ディーラーと鹿


「緑川ってさ、やらしいよね」
「……はぁ?」

 そう言われて、俺は思わず声を漏らした。ものっすごい呆れた感じの。
 この状況で、この流れでそんなこと言うとか本当に信じられない。ふざけんなよバーカと殴ってもいい位だけど、そんな怒りすら最早通り越してしまった。それくらいバカな発言だった。

 そもそも今がどんな状況かと言うと、真っ最中である。うん、何の? って訊くような野暮な人はいないよね。ナニです。今は真夜中でしかも金曜の夜で明日は練習も休みで、シチュエーション的にはもってこいな感じの日です。ここまで条件が揃えばもう自ずと分かるってものだよね。
 俺はヒロトに揺さぶられた所為で既に何度か極まってて、ついさっきも出したばかりだ。だから今はぜいぜい言いながら息を整えているところで、おまけにまだ体内にヒロトが入り込んでる。いい加減抜けよばか、とか思いながら熱が引くのを待っていたら言われたのだ、先刻の言葉を。
 第一、事ここに至ったきっかけもヒロトによるものなのだ。俺はベッドに横になりながらサッカー雑誌を見ていて、そろそろ寝ようかな〜と考えていたら突然ノックもなしにやって来て、「しよう」と言ったきりこちらの話も聞かずに服を脱がしてきた。俺が嫌だ、眠い、疲れた、と散々拒否したのにも関わらずだ。百歩譲って明日の夜にしようと言ってもお構いなしだった。
 まあ、本当に本気で抵抗したのかと問われれば嘘になる。思い切り蹴飛ばすなり何なりすれば流石にヒロトも無理強いはしないだろう。
 けれど俺もヒロトもサッカーをやっている。もし万が一にでもこんなことで怪我をする羽目になったりしたらあまりにもチームの皆に申し訳が立たない。
 大体、俺だってヒロトのことが好きなのだから。こんな風に強引に求められることも、そりゃ少しは嬉しくもある。

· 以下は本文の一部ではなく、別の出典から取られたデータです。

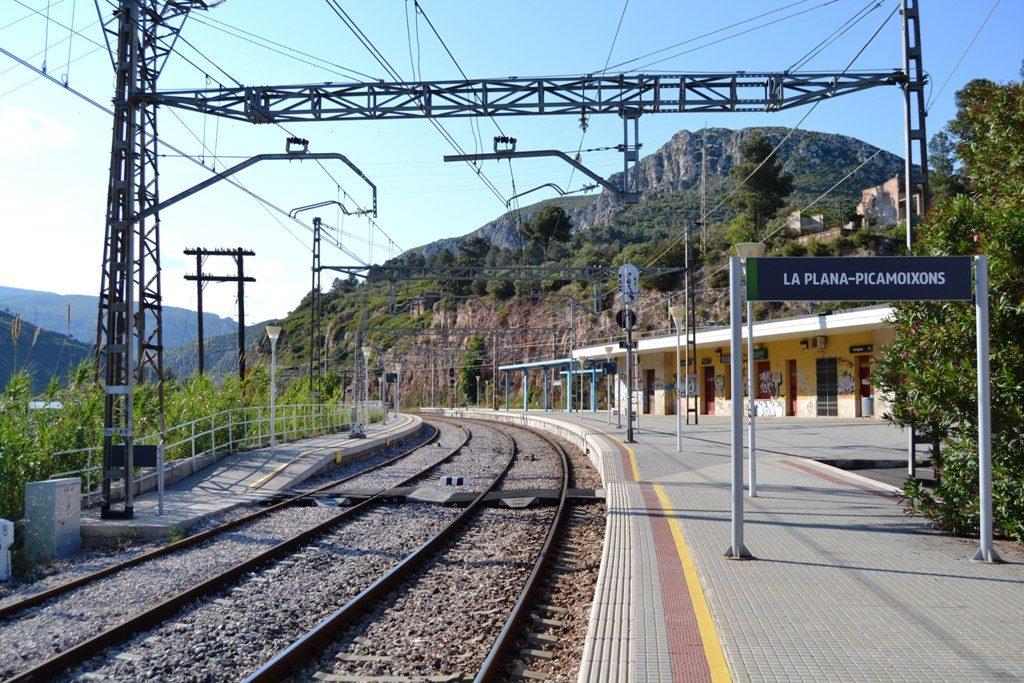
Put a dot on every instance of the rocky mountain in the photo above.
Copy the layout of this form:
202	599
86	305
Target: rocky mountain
43	353
672	174
75	314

 けれど絶対、断固として俺から望んだことではないのだ。嫌がる俺を無理やり押さえつけて脱がせてあんなとこやこんなとこを触ったり摘んだり舐めたりしてきたヒロトが悪いのだ。それを言うに事欠いて俺がいやらしいとかふざけんな。何言ってるんだこいつ頭沸いてるんじゃないの。

「何言ってるんだこいつ頭沸いてるんじゃないの」
「緑川、考えてることが漏れてる」
「俺正直者だから」

 誤魔化しもせずにそう告げるとヒロトははぁ、と息を吐いた。溜め息つきたいのはこっちだバカ。

「さっきまでは涙目で真っ赤な顔してあんあん言っててすごく可愛かったのに……」
「運動すれば顔は紅潮するし、元来受け入れる場所じゃないとこに突っ込まれれば痛みで涙も出るし、気持ち良ければ喘ぎもするよ」
「そんな淡々と解説しないでよ。冷めるの早すぎない?」
「ヒロトが馬鹿なこと言うから萎えちゃったんだよ」

 これならいっそ達してすぐに次ラウンド始められた方が精神的には良かったとさえ思う。体力的には置いといて。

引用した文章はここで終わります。